Da ciò la differenza rispetto al 2013, quando l’elezione del Presidente aveva sancito l’impotenza del Pd e della sua leadership. Avviandone la crisi. La scelta di Mattarella, invece, oltre che al Paese, è utile a Renzi. Perché lo rafforza. Lo àncora alla storia politica del Centrosinistra, mentre lo disàncora da ogni alleanza stabile. Fuori e dentro il partito.

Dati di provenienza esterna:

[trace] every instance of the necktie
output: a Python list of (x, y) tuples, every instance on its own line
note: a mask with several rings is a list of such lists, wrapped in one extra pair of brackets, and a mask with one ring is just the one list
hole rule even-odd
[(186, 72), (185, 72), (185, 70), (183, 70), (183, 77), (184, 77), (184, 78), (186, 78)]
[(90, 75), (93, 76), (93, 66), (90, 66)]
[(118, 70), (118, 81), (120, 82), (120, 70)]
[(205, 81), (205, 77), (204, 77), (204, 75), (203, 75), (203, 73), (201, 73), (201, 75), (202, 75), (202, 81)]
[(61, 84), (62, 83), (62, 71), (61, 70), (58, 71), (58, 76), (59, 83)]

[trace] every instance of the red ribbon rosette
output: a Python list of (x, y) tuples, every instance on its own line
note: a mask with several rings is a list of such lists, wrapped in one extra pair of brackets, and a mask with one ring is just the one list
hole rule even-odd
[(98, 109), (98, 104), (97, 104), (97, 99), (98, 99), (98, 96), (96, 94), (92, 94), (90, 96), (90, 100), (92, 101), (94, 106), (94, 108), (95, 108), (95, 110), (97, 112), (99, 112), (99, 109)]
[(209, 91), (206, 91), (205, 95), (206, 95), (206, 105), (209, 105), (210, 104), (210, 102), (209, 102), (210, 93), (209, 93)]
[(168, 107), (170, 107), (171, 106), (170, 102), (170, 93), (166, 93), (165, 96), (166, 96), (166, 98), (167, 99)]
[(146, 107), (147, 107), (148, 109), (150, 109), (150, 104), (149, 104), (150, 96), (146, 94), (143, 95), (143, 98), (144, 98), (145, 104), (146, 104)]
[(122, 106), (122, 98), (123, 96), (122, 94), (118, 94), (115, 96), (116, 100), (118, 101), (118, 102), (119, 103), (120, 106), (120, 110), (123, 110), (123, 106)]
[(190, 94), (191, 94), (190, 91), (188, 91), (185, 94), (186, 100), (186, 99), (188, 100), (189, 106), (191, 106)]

Renzi: è il premier dei tempi liquidi. Un “premier liquido”. Capace di cambiare forma. E di adattarsi a un sistema politico liquefatto. Renzi. Solo e veloce. Senza veri amici (politici). Questa è la sua forza. Ma anche il suo problema. Perché non ha vincoli. Ma neppure appigli e approdi stabili. Non ha neppure futuro. In questi tempi liquidi: esiste solo il presente. Ogni giorno: un porto nuovo. Un equipaggio diverso. E nuove insidie, nuovi nemici. Il viaggio potrebbe diventare faticoso. E rischioso. Anche per un navigatore liquido.